The first idea involves constructing isolated 300-meter (nearly 1,000-foot) high piles of gravel or aggregate beneath the portion of the glacier that floats over the ocean, known as an ice shelf.
The towering undersea mounds would catch the ice as it flows forward, allowing the ice sheet to “reground” on this artificial earth.
Naturally, the ice shelves — the front of the glacier that floats over the ocean — act as plugs. But if they collapse, there is no plug.
So instead, these formidable mounds do the trick.
Just how much aggregate or “dirt” would this require? The researchers found that the project would need between 0.1 and 1.5 cubic kilometers.
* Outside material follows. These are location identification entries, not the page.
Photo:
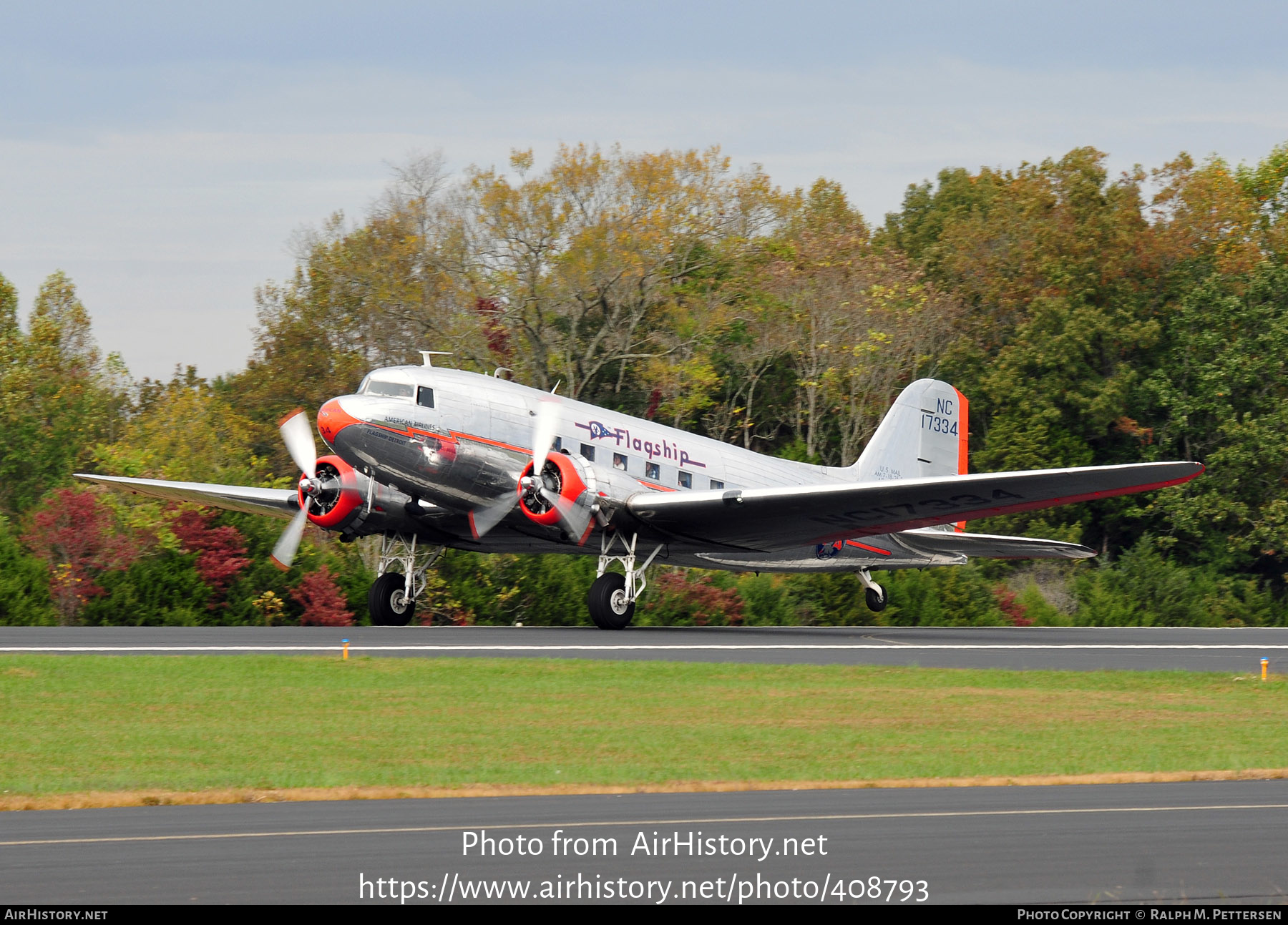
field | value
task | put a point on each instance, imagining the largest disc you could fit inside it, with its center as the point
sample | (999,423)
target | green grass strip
(77,723)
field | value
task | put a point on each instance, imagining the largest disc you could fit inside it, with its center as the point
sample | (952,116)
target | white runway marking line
(702,647)
(837,817)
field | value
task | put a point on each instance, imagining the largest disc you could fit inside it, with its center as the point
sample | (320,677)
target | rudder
(924,433)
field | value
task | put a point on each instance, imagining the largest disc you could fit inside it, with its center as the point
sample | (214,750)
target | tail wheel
(388,601)
(607,602)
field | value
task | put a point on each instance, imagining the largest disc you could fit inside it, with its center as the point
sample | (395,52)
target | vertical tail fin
(924,433)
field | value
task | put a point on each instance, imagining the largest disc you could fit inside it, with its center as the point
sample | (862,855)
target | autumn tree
(321,601)
(77,537)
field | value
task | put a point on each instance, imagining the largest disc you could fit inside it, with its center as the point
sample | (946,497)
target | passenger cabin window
(397,389)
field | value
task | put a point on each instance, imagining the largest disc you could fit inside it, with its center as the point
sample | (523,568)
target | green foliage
(942,597)
(1146,589)
(156,590)
(24,584)
(687,597)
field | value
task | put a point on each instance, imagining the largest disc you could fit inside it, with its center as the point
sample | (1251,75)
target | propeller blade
(575,518)
(544,433)
(288,544)
(298,436)
(483,519)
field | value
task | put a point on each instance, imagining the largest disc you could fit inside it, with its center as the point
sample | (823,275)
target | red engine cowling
(562,476)
(341,499)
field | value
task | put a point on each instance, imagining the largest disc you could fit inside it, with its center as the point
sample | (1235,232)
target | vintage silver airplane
(429,458)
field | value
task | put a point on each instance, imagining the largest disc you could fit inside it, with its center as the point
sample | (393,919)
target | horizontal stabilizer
(276,501)
(987,547)
(773,519)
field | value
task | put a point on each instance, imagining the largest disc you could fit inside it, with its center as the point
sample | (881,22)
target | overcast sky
(164,154)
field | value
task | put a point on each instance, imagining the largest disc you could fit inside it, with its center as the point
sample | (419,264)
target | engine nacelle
(563,476)
(339,501)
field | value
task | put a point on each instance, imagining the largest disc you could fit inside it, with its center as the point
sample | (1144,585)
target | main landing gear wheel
(388,601)
(607,602)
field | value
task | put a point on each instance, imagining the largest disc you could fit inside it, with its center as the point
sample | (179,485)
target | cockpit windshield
(376,387)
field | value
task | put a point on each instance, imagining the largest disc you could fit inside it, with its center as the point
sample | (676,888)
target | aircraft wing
(777,519)
(275,501)
(988,547)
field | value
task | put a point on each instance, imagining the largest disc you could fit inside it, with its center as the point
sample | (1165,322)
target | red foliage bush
(497,336)
(222,550)
(675,601)
(77,537)
(322,601)
(1010,607)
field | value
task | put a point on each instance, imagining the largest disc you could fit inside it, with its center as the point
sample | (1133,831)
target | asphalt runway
(1077,648)
(1085,844)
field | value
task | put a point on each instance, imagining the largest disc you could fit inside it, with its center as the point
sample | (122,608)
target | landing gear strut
(874,593)
(392,599)
(612,597)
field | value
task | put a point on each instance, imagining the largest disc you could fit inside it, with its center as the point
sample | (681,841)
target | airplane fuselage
(439,444)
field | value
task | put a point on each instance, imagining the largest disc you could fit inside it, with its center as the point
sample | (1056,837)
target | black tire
(384,599)
(607,605)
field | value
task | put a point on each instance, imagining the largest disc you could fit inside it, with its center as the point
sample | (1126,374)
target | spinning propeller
(540,489)
(298,436)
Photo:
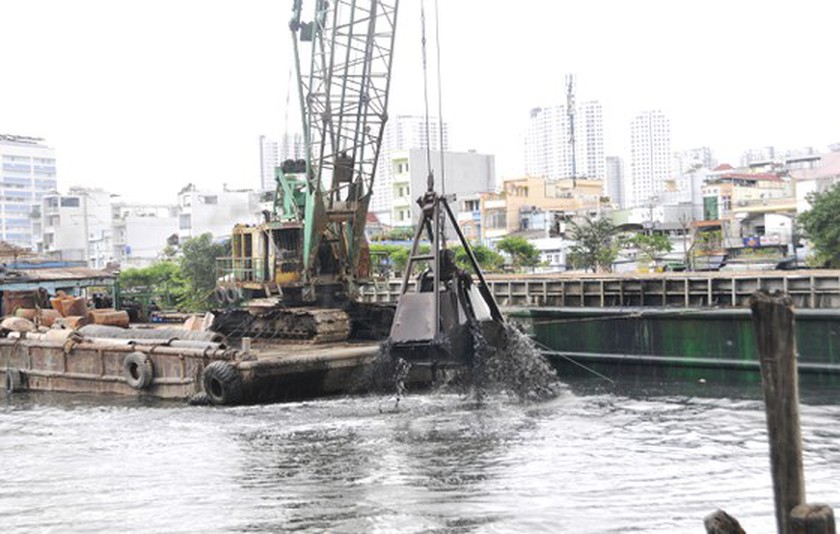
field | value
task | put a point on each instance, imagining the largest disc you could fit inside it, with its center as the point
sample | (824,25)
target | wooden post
(772,317)
(812,519)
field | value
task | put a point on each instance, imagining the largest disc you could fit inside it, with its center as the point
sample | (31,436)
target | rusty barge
(169,367)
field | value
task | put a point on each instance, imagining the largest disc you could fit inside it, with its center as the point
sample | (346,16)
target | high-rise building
(548,150)
(614,181)
(402,133)
(693,158)
(27,174)
(650,157)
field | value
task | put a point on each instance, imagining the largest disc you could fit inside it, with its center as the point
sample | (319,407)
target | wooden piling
(773,324)
(812,519)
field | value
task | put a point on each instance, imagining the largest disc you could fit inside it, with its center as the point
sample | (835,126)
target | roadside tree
(522,252)
(595,245)
(821,225)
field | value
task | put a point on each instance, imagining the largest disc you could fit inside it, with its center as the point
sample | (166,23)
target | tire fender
(220,295)
(14,380)
(222,383)
(138,370)
(232,295)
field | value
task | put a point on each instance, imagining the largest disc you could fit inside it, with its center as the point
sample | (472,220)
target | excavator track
(307,325)
(303,325)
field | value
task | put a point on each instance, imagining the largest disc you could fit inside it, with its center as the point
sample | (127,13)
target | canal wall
(687,325)
(680,343)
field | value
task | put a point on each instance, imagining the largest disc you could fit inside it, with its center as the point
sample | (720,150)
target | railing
(808,289)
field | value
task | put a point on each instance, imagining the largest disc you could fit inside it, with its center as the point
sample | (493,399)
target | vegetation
(821,225)
(488,259)
(595,244)
(522,252)
(185,283)
(399,233)
(161,282)
(198,267)
(650,246)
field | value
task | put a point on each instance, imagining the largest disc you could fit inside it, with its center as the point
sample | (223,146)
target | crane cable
(440,102)
(430,182)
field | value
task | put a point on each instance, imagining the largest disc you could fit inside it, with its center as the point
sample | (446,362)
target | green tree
(821,225)
(522,252)
(198,266)
(488,259)
(595,244)
(161,282)
(650,246)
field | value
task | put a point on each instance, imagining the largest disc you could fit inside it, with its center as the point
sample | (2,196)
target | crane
(297,273)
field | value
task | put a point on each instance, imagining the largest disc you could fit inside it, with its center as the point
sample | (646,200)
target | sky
(144,97)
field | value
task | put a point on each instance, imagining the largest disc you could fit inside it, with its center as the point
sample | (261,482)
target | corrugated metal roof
(52,274)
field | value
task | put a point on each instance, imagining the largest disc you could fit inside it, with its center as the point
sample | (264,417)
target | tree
(522,252)
(821,225)
(488,259)
(595,247)
(161,282)
(650,246)
(198,266)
For reference, when engineers excavated the Suez Canal in the 1860s — which was one of the largest civil engineering projects in history — they removed about 1 cubic kilometer of dirt, according to Wolovick.
For the second idea, the researchers proposed constructing a long, continuous wall, or sill, rather than building massive mounds. This option would likely have more success, said Wolovick, as the wall wouldn’t just allow the glacier to “reground,” but would also block relatively warm ocean waters from seeping under the glacier, and eating away at it from below.
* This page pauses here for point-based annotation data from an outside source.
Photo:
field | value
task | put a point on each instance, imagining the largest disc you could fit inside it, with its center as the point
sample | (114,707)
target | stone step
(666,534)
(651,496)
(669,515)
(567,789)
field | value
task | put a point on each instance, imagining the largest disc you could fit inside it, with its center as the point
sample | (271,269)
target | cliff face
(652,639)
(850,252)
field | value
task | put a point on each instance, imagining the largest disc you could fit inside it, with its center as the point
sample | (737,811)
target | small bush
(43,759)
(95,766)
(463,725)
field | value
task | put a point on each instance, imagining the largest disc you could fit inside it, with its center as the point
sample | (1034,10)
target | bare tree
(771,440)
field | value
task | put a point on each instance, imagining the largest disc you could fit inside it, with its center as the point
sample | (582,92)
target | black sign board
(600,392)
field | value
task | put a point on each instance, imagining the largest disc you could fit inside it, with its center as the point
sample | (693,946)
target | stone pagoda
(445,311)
Warm water is a big threat. Over 90 percent of the accumulating heat on Earth gets absorbed by Earth’s oceans. And these relatively warmer waters in the polar regions — while still frigid compared to temperate oceans — have already started thinning glaciers.
A smaller wall might block about 50 percent of these warm water currents, the researchers found. A larger wall would be even more effective.
And as time goes on, perhaps engineers will develop better ways to block the water, or build more advanced structures — rather than simply dropping masses of heavy dirt or aggregate on the seafloor.
“It might be possible to do something more intelligently,” noted Wolovick.
It’s not just expensive — it might not work
Geoengineering the planet — particularly the ocean — is widely acknowledged to be an immensely challenging undertaking.
“It’s hard, it’s expensive, and it might not work,” said Willis.
And if nations do ever decide to band together and dump masses of rock beneath collapsed Antarctic glaciers, the warming from above may still thaw the ice.
“Even if you build this wall to protect this ice from the ocean, it can still melt from the atmosphere,” said Willis. “You can slow it down, but you’re not stopping it.”
For this reason, Wolovick emphasizes that weaning ourselves off of heat-trapping greenhouse gasses is the critical solution, not glacial geoengineering.
“Glacial engineering is not a substitute for carbon emission reductions,” he said.
Additionally, even if the giant walls worked — and the glaciers stopped in their tracks — it wouldn’t stop heat waves, drought, and storms carrying considerably more water, Wolovick noted.
Climate change, emphasized Willis, is a global reality, which will require a global response.
“The scale of climate change is the whole planet,” he said. “Trying to put these band-aids on is a precarious solution.”